Combination immunotherapy based on ICIs has achieved significant success in the treatment of many types of cancers (48, 49). According to combination immunotherapy, ablation in combination with immunotherapy has shown efficacy in some preclinical and clinical studies. Shi et al. have previously reported that RFA induces T cell-mediated immune responses in distant tumors (10). However, RFA does not always induce prolonged immune responses in the later stages, while the PD-1/PD-L1 axis plays an important role in the suppression of RFA responses, and the combination of PD-1 blockade and RFA alters the immunosuppression (10). In addition, RFA does not prevent tumor recurrence in some patients, suggesting the existence of other mechanisms underlying immune suppression. In the present study, we found that the expression of TIGIT was up-regulated after MWA, indicating that the expression of TIGIT, which was up-regulated as an immunosuppressive signal after MWA, was an important implication for the combination therapy. TIGIT, an immune inhibitory receptor, is co-expressed with PD-1. Therefore, TIGIT may participate in the immunosuppressive effect of MWA. Furthermore, we found that the combination of MWA and anti-TIGIT treatment prolonged the survival of mice with MC38 colon cancer and inhibited tumor growth. We also found that the MWA increased the infiltration of CD4⁺ T, CD8⁺ T, and CD45⁺ T cells in the TME, and the MWA plus anti-TIGIT treatment further increased the infiltration of these cells.
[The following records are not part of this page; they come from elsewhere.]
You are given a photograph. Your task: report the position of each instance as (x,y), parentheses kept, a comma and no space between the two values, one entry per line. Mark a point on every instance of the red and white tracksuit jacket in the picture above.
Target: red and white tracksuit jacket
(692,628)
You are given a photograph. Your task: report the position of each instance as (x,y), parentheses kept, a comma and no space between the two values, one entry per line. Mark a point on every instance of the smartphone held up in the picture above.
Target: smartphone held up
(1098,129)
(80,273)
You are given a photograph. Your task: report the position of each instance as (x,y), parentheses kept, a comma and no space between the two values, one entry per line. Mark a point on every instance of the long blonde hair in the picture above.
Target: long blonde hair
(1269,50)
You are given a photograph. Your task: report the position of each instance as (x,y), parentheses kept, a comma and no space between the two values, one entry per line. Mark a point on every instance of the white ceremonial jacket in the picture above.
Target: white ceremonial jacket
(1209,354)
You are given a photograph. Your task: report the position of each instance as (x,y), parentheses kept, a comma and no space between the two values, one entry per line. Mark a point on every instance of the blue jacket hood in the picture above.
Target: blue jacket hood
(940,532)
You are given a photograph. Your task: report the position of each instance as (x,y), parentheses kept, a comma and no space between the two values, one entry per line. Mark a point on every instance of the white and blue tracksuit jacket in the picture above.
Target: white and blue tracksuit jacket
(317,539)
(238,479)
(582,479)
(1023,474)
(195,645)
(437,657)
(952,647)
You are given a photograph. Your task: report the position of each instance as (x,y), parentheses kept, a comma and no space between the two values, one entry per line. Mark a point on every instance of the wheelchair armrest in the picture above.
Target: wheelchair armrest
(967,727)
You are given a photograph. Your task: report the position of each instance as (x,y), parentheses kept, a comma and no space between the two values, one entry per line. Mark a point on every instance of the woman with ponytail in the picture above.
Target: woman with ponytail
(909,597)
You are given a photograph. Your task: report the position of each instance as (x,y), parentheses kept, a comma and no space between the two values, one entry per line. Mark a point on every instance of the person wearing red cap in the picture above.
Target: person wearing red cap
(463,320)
Strategies to reactivate exhausted antitumor responses using PD-1/PD-L1 or CTLA-4 blockade have been demonstrated effective in the clinic (50). However, not all the patients benefit from immunotherapy (51). These results indicate that multiple immune checkpoints are involved in immunosuppression. TIGIT blockade is a promising immunotherapy for cancer when combined with PD-1/PD-L1 blockade, while it does not significantly inhibit tumor growth when administrated alone (52). In the present study, we found that the anti-TIGIT treatment alone exerted limited effects on tumor growth and mouse survival in the mouse model with MC38. Notably, many ongoing clinical trials are attempting to assess the application of TIGIT blockade or TIGIT blockade in combination with anti-PD-1/PD-L1, anti-CTLA-4 or anti-LAG-3 antibodies in the treatments for many cancers (53). A rational combination of treatments that can induce antitumor immune responses and anti-TIGIT combination therapy should substantially increase the good responses of patients. Local therapies, such as RFA and MWA, may induce an immune response. Therefore, we combined MWA and TIGIT blockade and found that the combination therapy resulted in significantly reduced tumor growth and extended long-term survival. Furthermore, the combination treatment significantly improved the function of TILs, reversed the exhaustion of CD8⁺ T cells, and increased the frequency of effector CD8⁺ T cells in the TME. Moreover, our findings revealed that pathways associated with TNF-α, TGF-β, oxidative phosphorylation, and glycolysis responses were relatively up-regulated in the effector CD8⁺ T cells in the MWA plus TIGIT group, whereas NF-κB-mediated TNF-α signaling, TGF-β signaling, the G2/M checkpoint, IFN-γ, fatty-acid metabolism, oxidative phosphorylation, and glycolysis pathways were upregulated in the exhausted CD8⁺ T cells in the MWA plus TIGIT group. Consistent with our findings, a recent study has demonstrated that the combination of TIGIT blockade and anti-PD-Ll treatment synergistically enhances the function of CD8⁺ T cells (23). Moreover, ICIs, including anti-CTLA-4 and anti-PD-1/PD-L1 antibodies, have successfully reinvigorated TILs and benefited a large number of cancer patients (54). Therefore, enhancing the frequencies and function of effector CD8⁺ T cells and reversing the function of the exhausted CD8⁺ T cells are important in enhancing anti-tumor immunity.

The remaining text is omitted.